Desde diciembre, se contabilizaron ocho agresiones y reyertas, todas ellas ocurridas de madrugada. La última fue el pasado sábado en Doctor Fleming, a la salida de un pub. Más de 20 personas se vieron implicadas en una pelea a varias manos en la que, pese a tener conocimiento, la policía no intervino. “Una sola patrulla para tanta gente podría ser peligroso, así que nos coordinamos con otras dos antes de ir”, explican desde el Cuerpo Nacional de Policía. Finalmente, se resolvió por sí sola. Un mes antes, el 19 de diciembre, había ocurrido lo mismo pero entre dos mujeres. La Policía Local intervino y los agentes también resultaron heridos. Cinco días antes, un hombre que iba acompañado por otro, agredió a un policía local que le pidió que se identificase, dado que horas antes había propinado un golpe a un médico en el hospital. No lo hizo y lesionó al agente.
El 4 de enero, un joven de 29 años amenazó de muerte a un viandante con un cuchillo. La víctima simplemente iba caminando de madrugada con sus amigos cuando el agresor se sacó un cuchillo de la ropa y comenzó a gritarle.
La semana de Navidad, la Policía Nacional detenía a un joven por un delito de lesiones en la plaza del Corregidor. Eran las 3,45 horas de la madrugada. Cuatro compañeros salían de trabajar cuando se toparon con un grupo de seis integrantes. Fueron a por ellos a base de patadas y puñetazos, a uno le llegaron a romper el tabique nasal y otro le repartieron varios cortes con una navaja.
Dos días después, detenían a tres jóvenes que increparon y lanzaron botellas a otro que estaba en un bar jugando al futbolín. Lo hicieron entre cinco y generaron a la víctima un traumatismo craneoencefálico.
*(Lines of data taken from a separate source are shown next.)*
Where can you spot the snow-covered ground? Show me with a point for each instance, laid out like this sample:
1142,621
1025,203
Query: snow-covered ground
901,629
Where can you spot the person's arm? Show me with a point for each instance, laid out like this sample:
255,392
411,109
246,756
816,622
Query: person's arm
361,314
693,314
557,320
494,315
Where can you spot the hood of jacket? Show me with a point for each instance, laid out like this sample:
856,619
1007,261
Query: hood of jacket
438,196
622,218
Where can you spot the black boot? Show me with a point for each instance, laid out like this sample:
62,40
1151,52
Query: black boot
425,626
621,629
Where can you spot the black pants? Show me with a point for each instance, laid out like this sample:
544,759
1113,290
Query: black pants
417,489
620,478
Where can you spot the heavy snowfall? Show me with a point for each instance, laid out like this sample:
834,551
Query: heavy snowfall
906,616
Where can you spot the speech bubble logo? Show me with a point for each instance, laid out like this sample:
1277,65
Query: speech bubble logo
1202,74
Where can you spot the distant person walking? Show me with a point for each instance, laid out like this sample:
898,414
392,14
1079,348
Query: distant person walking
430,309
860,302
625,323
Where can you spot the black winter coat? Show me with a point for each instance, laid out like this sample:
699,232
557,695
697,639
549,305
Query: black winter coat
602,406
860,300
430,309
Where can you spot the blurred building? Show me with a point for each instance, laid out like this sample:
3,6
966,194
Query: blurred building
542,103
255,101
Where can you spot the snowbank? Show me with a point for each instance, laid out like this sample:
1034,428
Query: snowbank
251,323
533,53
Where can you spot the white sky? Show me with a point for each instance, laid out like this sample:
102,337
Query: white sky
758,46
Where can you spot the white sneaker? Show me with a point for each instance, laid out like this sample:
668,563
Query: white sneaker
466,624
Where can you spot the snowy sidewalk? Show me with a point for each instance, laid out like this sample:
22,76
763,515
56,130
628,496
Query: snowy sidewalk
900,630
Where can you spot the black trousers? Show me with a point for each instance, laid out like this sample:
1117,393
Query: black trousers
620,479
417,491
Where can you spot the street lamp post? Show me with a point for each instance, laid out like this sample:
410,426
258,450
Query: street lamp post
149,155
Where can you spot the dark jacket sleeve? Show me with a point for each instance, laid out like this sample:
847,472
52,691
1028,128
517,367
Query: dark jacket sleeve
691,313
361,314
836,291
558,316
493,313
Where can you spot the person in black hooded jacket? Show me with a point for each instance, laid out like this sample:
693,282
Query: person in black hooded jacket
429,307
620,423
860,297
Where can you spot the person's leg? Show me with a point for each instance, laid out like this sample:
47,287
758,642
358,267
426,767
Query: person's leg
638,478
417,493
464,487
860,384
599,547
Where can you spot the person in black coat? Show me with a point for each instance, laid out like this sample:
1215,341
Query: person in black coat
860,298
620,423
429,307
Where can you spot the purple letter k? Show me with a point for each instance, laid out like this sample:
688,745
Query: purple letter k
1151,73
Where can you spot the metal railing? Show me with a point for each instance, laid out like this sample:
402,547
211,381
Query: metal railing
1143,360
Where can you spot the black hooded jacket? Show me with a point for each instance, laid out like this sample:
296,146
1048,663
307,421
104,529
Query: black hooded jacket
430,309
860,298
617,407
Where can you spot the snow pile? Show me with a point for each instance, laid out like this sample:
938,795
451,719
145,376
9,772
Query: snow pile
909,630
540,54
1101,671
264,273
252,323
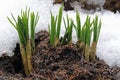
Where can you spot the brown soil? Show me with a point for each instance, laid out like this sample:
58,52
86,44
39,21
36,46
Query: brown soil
56,63
112,5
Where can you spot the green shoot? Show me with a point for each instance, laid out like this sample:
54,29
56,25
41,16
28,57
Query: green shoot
26,36
55,27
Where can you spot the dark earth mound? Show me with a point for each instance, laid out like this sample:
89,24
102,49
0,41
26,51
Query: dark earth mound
56,63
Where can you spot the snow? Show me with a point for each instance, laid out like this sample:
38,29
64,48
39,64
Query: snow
108,48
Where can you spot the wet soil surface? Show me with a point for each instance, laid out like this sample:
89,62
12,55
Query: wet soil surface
56,63
112,5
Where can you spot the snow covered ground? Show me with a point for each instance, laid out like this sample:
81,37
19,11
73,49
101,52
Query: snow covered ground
109,42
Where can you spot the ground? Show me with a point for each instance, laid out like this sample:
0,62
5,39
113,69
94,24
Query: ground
56,63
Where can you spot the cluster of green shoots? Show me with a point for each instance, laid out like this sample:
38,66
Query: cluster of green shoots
84,33
27,21
25,26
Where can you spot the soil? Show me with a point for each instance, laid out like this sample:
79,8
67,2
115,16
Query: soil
112,5
56,63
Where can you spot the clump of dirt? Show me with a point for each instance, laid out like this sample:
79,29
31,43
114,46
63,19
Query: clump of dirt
56,63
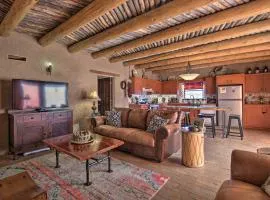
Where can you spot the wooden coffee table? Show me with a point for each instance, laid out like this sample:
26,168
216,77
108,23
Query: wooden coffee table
84,152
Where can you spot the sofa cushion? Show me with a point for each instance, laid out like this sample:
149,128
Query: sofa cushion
113,118
234,190
155,123
124,115
266,186
135,136
131,135
104,129
137,119
172,116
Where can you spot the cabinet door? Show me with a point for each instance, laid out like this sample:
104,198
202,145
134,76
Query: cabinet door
210,85
254,116
254,83
266,82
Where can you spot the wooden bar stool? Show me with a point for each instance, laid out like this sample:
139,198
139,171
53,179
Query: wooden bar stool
212,125
240,127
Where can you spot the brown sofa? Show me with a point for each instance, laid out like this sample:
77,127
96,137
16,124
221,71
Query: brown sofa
158,146
249,171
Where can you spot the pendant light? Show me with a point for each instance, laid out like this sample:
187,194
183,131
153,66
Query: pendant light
189,76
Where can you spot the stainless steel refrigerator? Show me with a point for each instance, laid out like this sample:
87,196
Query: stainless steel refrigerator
230,97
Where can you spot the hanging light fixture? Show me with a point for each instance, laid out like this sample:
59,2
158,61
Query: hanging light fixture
189,76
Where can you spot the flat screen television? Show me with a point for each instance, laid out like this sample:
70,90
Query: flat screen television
31,94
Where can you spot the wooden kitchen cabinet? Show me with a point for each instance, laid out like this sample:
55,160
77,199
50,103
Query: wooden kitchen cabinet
254,83
266,82
170,87
210,85
257,116
232,79
137,85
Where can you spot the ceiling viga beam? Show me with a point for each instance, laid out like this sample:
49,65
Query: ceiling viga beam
154,16
238,31
211,54
212,60
253,8
15,15
259,38
217,64
94,10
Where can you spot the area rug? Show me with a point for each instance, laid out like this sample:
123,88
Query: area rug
127,181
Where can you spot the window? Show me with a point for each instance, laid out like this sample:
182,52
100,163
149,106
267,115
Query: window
196,93
193,90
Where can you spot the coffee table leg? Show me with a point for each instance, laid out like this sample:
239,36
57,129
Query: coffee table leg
57,159
87,174
109,163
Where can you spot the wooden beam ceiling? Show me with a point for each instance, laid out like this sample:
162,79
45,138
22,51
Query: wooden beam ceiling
211,54
94,10
216,64
253,8
259,38
213,60
162,13
15,15
239,31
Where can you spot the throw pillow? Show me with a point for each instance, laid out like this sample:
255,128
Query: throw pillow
155,123
113,118
266,186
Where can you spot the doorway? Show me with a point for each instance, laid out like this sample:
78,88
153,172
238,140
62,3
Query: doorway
105,93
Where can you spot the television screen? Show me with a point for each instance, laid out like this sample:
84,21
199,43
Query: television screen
29,94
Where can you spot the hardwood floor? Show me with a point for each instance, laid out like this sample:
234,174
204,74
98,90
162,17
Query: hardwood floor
194,183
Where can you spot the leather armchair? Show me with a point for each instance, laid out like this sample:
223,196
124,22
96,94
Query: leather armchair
248,172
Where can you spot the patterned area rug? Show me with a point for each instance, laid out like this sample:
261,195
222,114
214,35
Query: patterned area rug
126,182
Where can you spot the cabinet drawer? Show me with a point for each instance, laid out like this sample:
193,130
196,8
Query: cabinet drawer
60,116
32,118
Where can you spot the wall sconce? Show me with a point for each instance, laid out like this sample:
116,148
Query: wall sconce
49,68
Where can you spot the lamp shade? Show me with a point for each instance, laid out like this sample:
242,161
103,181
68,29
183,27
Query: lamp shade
188,76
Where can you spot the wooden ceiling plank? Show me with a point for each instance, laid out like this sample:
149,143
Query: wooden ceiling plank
15,15
253,8
211,54
213,60
239,31
91,12
160,14
259,38
216,64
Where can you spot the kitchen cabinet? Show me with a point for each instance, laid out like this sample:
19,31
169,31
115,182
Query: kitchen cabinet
257,83
254,83
232,79
266,82
210,85
139,83
257,116
170,87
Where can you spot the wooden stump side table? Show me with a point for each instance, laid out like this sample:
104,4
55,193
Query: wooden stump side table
193,149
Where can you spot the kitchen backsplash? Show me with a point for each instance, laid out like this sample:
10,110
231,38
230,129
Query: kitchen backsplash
257,98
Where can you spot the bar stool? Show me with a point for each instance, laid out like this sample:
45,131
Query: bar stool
240,127
187,121
212,125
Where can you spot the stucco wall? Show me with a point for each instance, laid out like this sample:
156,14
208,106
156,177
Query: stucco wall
71,68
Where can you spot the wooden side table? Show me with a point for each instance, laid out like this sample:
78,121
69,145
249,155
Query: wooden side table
193,149
265,150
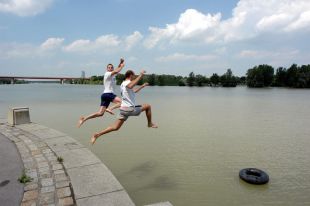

Otro delito que se incrementó considerablemente el último trimestre fueron los robos con violencia. En solo un mes ocurrieron cinco. El último ocurrió la semana pasada, cuando siete jóvenes -uno menor de edad- presuntamente amenazaron a otro hombre para que este les entregase su teléfono móvil. Según relató, le pusieron un machete en el cuello y le aseguraron que “lo iban a mochar”.
Cinco días antes, agentes de la Policía Nacional detenían a un lucense que había intentado llevarse a la fuerza el bolso de una mujer con la que se cruzó por la calle, antes de que amaneciese. No era la primera vez que lo hacía, sino que unas horas antes había agredido a otra mujer en las mismas circunstancias.
Además, el 30 de diciembre, un ourensano de 48 años empujaba a un conocido que horas antes le había invitado a una consumición en un bar. Lo tiró al suelo, le dio bofetadas, puñetazos y le pidió 50 euros. No consiguió el dinero pero, forcejeando con la víctima, consiguió sustraerle el teléfono y la cazadora. No son casos únicos, a mediados de diciembre una banda propinó una paliza a dos amigos que volvían a casa.